July 22, 2015 | Article by Chain | Cohn | Clark staff | News & Media

Chain | Cohn | Clark files false arrest, imprisonment claim against Tulare agencies on behalf of woman

* Editor’s Note: Neil Gehlawat is no longer an attorney with Chain | Cohn | Clark *

Lindsay resident Maria Guadalupe Rodelo, 32, had never been in trouble a day in her adult life. In fact, the last time the mother of two remembers any sort of punishment was when she skipped school one time in junior high school.

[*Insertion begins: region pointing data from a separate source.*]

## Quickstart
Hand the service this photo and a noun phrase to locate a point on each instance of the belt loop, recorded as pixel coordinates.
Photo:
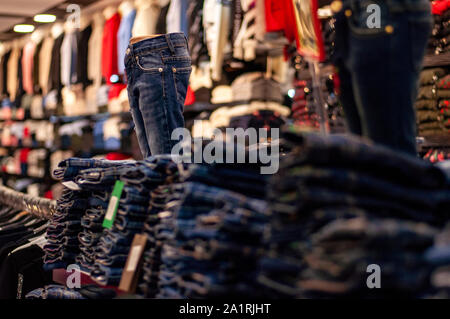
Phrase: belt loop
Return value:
(129, 54)
(169, 43)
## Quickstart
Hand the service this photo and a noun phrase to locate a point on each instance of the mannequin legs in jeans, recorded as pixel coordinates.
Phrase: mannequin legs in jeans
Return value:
(379, 68)
(158, 70)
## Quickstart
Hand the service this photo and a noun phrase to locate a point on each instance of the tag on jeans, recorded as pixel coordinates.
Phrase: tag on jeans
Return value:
(130, 273)
(71, 185)
(133, 258)
(113, 205)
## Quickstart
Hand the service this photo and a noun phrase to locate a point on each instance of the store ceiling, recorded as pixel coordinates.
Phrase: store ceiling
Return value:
(23, 11)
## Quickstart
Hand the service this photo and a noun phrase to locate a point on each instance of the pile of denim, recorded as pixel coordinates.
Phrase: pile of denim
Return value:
(341, 204)
(212, 239)
(103, 251)
(204, 232)
(54, 292)
(432, 102)
(62, 233)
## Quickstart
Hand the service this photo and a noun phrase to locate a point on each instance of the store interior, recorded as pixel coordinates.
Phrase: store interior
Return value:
(81, 194)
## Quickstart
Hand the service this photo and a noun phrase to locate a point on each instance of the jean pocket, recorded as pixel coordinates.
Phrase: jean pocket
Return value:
(150, 63)
(181, 79)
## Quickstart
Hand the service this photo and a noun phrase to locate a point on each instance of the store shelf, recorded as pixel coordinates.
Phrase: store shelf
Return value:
(436, 60)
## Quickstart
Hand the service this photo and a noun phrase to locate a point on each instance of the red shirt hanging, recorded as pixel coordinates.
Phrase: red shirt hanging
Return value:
(109, 47)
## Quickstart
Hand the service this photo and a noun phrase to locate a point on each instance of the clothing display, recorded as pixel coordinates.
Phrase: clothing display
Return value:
(199, 149)
(365, 102)
(158, 70)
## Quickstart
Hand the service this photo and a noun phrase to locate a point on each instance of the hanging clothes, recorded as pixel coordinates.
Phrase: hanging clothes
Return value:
(109, 47)
(82, 57)
(123, 38)
(27, 66)
(45, 60)
(176, 18)
(147, 13)
(95, 50)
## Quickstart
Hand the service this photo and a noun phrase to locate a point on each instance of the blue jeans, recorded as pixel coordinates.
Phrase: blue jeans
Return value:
(70, 167)
(379, 68)
(158, 71)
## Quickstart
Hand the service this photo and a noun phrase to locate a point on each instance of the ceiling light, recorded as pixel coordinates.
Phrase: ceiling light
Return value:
(45, 18)
(23, 28)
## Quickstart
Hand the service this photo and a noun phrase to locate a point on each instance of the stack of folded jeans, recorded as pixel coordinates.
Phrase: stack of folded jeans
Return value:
(103, 252)
(444, 109)
(429, 119)
(154, 229)
(339, 204)
(66, 226)
(205, 188)
(54, 292)
(91, 224)
(111, 250)
(303, 113)
(62, 233)
(212, 239)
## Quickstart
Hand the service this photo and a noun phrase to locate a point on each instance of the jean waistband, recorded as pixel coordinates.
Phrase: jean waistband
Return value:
(159, 42)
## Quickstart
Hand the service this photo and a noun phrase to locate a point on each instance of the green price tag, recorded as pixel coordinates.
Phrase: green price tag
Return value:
(113, 205)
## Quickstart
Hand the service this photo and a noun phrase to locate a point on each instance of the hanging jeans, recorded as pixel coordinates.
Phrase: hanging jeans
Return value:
(158, 70)
(378, 65)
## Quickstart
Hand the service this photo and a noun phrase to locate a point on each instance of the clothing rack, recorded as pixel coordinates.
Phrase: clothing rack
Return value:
(41, 207)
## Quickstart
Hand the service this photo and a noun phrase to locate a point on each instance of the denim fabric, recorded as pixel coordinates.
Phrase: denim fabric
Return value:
(54, 292)
(380, 106)
(158, 70)
(360, 155)
(69, 168)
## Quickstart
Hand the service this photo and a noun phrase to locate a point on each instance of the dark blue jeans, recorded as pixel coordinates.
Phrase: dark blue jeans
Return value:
(158, 71)
(379, 68)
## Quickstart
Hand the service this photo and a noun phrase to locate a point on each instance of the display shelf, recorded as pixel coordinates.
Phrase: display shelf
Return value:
(436, 60)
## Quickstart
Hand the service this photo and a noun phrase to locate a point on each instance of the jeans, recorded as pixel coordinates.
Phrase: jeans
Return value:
(356, 154)
(69, 168)
(379, 68)
(158, 71)
(54, 292)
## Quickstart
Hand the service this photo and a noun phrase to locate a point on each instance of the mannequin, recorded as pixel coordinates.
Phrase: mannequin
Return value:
(57, 30)
(109, 11)
(126, 7)
(146, 17)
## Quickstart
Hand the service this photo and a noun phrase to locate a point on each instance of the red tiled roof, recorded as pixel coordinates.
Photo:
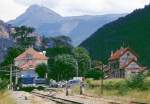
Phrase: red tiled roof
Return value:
(31, 51)
(28, 65)
(126, 65)
(121, 52)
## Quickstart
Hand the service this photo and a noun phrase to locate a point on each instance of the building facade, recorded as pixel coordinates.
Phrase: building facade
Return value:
(27, 63)
(123, 63)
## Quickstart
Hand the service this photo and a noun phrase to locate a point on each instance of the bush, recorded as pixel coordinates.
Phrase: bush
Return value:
(3, 84)
(95, 74)
(136, 81)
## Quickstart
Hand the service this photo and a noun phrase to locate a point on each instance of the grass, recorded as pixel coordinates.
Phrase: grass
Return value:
(115, 88)
(6, 98)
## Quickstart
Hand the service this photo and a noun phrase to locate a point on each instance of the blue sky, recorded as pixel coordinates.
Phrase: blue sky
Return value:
(10, 9)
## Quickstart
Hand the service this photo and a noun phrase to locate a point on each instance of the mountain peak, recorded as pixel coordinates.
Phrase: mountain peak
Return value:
(36, 15)
(37, 8)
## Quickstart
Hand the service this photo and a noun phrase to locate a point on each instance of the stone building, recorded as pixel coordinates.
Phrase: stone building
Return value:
(123, 63)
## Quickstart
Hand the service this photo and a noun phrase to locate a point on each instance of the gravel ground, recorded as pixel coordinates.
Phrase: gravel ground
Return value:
(27, 98)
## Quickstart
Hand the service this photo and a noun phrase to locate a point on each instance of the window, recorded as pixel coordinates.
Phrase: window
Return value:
(128, 54)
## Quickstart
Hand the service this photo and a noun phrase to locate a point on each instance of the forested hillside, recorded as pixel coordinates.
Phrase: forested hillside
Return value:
(131, 31)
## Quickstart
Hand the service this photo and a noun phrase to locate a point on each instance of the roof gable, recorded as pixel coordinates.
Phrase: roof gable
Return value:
(33, 53)
(121, 52)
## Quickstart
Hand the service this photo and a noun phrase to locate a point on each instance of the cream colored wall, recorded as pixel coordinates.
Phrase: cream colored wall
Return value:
(125, 58)
(21, 62)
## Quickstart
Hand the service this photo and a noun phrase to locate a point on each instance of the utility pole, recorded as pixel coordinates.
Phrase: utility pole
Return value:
(77, 69)
(102, 80)
(11, 77)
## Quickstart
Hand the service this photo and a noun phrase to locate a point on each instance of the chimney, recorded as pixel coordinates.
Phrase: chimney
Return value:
(44, 53)
(112, 53)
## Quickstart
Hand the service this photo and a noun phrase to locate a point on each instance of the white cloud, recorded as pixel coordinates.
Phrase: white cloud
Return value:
(81, 7)
(9, 9)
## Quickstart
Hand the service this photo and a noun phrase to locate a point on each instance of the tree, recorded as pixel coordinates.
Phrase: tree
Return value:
(41, 70)
(64, 67)
(83, 58)
(22, 36)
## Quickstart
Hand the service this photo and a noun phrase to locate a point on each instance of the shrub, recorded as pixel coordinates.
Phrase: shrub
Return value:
(95, 74)
(3, 84)
(136, 81)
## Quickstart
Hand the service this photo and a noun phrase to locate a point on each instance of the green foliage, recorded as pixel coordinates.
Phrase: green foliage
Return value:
(95, 74)
(3, 84)
(64, 67)
(136, 81)
(41, 70)
(132, 30)
(83, 58)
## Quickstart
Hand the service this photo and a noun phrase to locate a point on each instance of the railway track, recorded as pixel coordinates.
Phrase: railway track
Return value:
(56, 99)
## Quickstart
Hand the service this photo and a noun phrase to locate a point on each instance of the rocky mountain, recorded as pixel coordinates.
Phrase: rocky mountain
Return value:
(131, 31)
(49, 23)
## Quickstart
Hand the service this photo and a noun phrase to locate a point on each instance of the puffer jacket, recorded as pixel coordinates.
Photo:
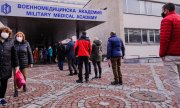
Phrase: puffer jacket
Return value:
(96, 54)
(24, 54)
(8, 58)
(170, 35)
(83, 47)
(61, 52)
(70, 50)
(115, 47)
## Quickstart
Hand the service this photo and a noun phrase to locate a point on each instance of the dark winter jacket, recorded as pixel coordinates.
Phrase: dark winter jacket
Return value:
(61, 52)
(115, 47)
(83, 47)
(24, 54)
(170, 35)
(70, 50)
(96, 54)
(8, 58)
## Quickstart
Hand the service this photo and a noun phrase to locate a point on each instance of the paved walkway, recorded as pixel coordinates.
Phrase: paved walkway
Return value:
(144, 87)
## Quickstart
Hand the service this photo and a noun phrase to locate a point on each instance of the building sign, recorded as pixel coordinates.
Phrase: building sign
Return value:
(49, 11)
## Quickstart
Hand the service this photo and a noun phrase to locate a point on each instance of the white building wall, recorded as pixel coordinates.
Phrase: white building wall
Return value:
(165, 1)
(45, 3)
(114, 20)
(144, 22)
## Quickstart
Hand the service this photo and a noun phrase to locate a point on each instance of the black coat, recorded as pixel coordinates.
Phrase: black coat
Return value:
(8, 58)
(24, 54)
(96, 54)
(70, 50)
(61, 52)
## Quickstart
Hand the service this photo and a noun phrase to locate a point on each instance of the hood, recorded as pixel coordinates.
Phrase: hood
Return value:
(97, 42)
(83, 37)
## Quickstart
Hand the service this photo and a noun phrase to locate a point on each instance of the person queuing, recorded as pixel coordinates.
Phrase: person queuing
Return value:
(25, 58)
(36, 55)
(61, 52)
(83, 49)
(50, 54)
(115, 51)
(96, 57)
(71, 57)
(170, 46)
(8, 60)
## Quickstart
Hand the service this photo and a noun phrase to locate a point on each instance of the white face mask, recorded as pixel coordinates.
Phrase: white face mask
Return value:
(19, 39)
(4, 35)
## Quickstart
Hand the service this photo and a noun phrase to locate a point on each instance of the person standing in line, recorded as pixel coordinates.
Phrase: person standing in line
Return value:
(115, 51)
(36, 55)
(170, 46)
(45, 55)
(61, 52)
(83, 49)
(8, 60)
(50, 54)
(71, 57)
(96, 57)
(25, 58)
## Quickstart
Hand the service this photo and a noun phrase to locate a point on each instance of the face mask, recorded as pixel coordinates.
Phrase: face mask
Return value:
(4, 35)
(19, 39)
(163, 14)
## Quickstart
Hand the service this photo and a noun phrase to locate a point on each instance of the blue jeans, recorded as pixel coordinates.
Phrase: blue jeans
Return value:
(50, 59)
(60, 64)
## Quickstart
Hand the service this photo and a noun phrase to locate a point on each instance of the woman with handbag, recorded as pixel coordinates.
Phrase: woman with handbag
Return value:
(25, 58)
(8, 59)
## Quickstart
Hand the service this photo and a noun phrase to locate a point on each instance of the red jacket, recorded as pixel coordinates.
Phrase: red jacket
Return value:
(83, 47)
(170, 35)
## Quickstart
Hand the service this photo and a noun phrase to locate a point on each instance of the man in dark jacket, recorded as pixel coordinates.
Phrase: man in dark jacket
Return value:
(61, 51)
(71, 57)
(96, 57)
(8, 59)
(115, 51)
(83, 50)
(170, 46)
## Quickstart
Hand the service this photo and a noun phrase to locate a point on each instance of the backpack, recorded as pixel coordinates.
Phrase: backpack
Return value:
(99, 50)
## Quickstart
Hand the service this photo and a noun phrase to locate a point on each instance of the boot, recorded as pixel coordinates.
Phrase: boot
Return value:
(114, 83)
(15, 93)
(120, 81)
(24, 88)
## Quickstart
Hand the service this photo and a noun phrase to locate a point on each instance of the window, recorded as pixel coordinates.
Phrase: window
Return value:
(141, 36)
(151, 36)
(157, 8)
(178, 9)
(133, 6)
(134, 36)
(126, 36)
(148, 8)
(144, 36)
(157, 36)
(143, 7)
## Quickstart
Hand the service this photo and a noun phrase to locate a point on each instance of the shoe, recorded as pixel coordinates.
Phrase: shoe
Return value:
(79, 81)
(70, 74)
(24, 88)
(120, 83)
(3, 102)
(87, 80)
(75, 73)
(16, 94)
(95, 77)
(114, 83)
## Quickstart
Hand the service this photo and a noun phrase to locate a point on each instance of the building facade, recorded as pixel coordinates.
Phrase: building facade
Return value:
(137, 22)
(47, 22)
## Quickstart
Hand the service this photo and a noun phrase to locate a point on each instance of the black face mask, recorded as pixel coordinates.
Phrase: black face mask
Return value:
(163, 14)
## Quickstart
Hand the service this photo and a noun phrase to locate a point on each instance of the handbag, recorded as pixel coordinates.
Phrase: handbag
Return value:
(19, 79)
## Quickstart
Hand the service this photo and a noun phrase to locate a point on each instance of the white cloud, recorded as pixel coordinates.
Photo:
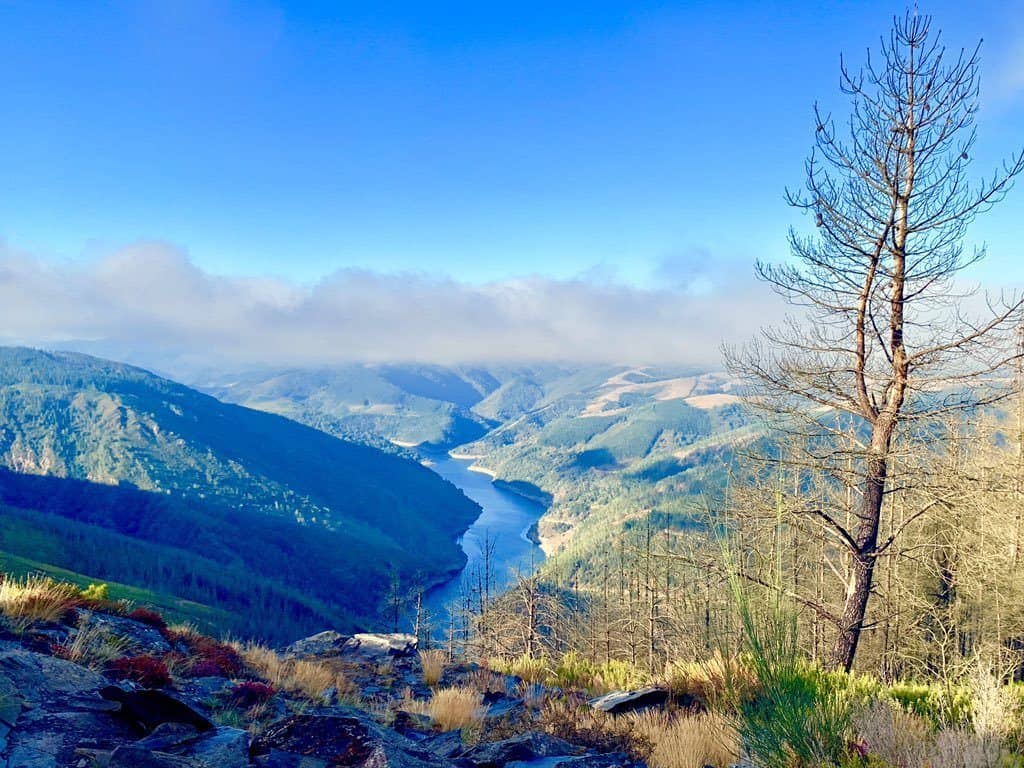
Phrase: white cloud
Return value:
(150, 303)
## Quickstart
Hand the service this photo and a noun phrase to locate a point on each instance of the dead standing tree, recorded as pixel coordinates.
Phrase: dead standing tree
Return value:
(883, 345)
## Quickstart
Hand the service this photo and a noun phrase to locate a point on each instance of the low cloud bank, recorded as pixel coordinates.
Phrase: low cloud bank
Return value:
(150, 298)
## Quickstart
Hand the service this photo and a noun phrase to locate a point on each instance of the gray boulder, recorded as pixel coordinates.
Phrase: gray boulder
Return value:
(382, 644)
(619, 702)
(328, 643)
(141, 638)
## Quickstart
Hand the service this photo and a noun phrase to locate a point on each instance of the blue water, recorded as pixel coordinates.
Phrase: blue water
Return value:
(505, 520)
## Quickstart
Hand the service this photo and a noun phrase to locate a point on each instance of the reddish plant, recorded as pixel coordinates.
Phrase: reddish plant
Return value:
(212, 658)
(248, 694)
(152, 617)
(148, 672)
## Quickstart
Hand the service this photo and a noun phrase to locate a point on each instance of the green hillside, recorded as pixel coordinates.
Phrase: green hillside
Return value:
(121, 475)
(607, 444)
(374, 404)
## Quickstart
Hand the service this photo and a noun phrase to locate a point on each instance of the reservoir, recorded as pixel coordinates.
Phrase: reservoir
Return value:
(505, 519)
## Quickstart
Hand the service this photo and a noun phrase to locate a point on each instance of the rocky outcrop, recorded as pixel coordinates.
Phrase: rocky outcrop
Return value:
(321, 645)
(341, 738)
(55, 713)
(382, 645)
(619, 702)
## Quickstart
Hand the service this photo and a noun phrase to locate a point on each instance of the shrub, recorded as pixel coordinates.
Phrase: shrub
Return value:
(37, 598)
(794, 721)
(214, 658)
(205, 656)
(151, 617)
(713, 681)
(432, 663)
(147, 671)
(451, 709)
(96, 593)
(940, 706)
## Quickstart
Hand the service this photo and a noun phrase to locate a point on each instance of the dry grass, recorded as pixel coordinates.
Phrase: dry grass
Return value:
(903, 739)
(451, 709)
(305, 678)
(711, 681)
(433, 664)
(689, 741)
(36, 598)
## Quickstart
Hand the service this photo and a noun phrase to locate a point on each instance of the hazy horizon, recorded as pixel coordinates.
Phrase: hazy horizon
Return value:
(302, 184)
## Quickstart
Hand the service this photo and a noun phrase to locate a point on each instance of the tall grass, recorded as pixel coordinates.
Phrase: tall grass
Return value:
(452, 709)
(432, 663)
(307, 678)
(36, 598)
(691, 741)
(793, 721)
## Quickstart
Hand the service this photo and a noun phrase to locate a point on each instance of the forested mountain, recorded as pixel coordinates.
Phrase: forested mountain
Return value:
(381, 404)
(603, 445)
(274, 527)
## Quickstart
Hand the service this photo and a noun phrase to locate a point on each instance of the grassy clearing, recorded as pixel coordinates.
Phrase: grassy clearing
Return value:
(305, 678)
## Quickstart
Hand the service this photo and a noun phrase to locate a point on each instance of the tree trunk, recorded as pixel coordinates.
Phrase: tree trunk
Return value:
(864, 558)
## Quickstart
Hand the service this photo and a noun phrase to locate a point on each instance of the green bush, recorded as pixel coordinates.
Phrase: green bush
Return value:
(96, 592)
(939, 706)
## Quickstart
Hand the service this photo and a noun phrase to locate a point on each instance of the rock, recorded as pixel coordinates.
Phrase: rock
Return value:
(328, 643)
(130, 756)
(44, 680)
(337, 739)
(502, 706)
(619, 701)
(148, 709)
(224, 748)
(54, 739)
(168, 735)
(612, 760)
(140, 637)
(376, 645)
(524, 748)
(412, 724)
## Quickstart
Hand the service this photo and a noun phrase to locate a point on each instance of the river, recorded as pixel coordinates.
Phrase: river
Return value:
(505, 519)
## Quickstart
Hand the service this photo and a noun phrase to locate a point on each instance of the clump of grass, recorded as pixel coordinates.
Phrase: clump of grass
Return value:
(452, 709)
(795, 720)
(433, 664)
(148, 616)
(897, 737)
(302, 677)
(570, 718)
(527, 668)
(37, 599)
(711, 682)
(93, 645)
(147, 671)
(689, 741)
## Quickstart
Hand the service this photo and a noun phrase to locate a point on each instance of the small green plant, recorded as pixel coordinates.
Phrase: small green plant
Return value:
(795, 720)
(96, 593)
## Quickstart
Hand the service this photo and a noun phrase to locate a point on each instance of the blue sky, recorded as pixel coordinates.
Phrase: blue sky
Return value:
(476, 140)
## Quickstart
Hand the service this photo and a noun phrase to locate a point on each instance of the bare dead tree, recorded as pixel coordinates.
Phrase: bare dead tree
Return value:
(884, 342)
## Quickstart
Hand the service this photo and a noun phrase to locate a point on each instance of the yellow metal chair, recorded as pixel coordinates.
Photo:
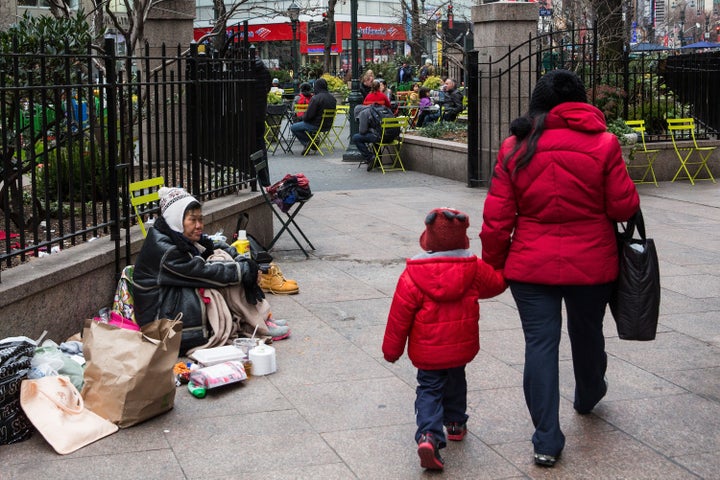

So it was especially distressing to her when, on May 20, 2015, Tulare Police officers pulled her over for talking on her cell phone while driving. After asking her to step out of her vehicle, Tulare Police officers arrested her without reading her Miranda Rights, placed her in handcuffs and in the backseat of a patrol car, and took her to the Tulare Police Department station. Officers told her she was arrested because she had an outstanding misdemeanor warrant and a felony warrant for her arrest. She was taken to Tulare County Jail (Bob Wiley Detention Facility), where she was repeatedly ridiculed and mocked by jail staff. For three days she was confined to a jail cell until she was released on May 22.

The truth is that Maria Guadalupe Rodelo has never been convicted of a misdemeanor or felony, and she had no outstanding warrants for her arrest at the time of this incident.

On behalf of Rodelo, Bakersfield-based law firm Chain | Cohn | Clark has filed a government claim against the City of Tulare and County of Tulare for false imprisonment, false arrest, battery, intentional infliction of emotional distress and negligence.

Attorney Neil Gehlawat—formerly of Chain | Cohn | Clark—held a press conference Tuesday outside of Tulare Police Department to discuss the filing of the claim. He was joined with victim Maria Rodelo, who spoke with Central Valley media — from Tulare, Visalia and Fresno — about her experience.

“I was treated like a criminal before I even went jail, I felt violated,” Rodelo told media. “It was horrible, humiliating. What happened to me, it’s never gonna go away, it’s not gonna disappear.”

A Tulare Police spokesman said the department is looking into the claim. He also said all officers are trained to follow a procedure when making an arrest, which includes checking names, dates of birth and social security numbers. It’s possible the procedure was not followed with Rodelo.

Attorney Gehlawat told media the goal in filing the claim is to get justice for Ms. Rodelo.

She doesn’t want this to happen to anybody else,” Gehlawat said. “We are holding people accountable.”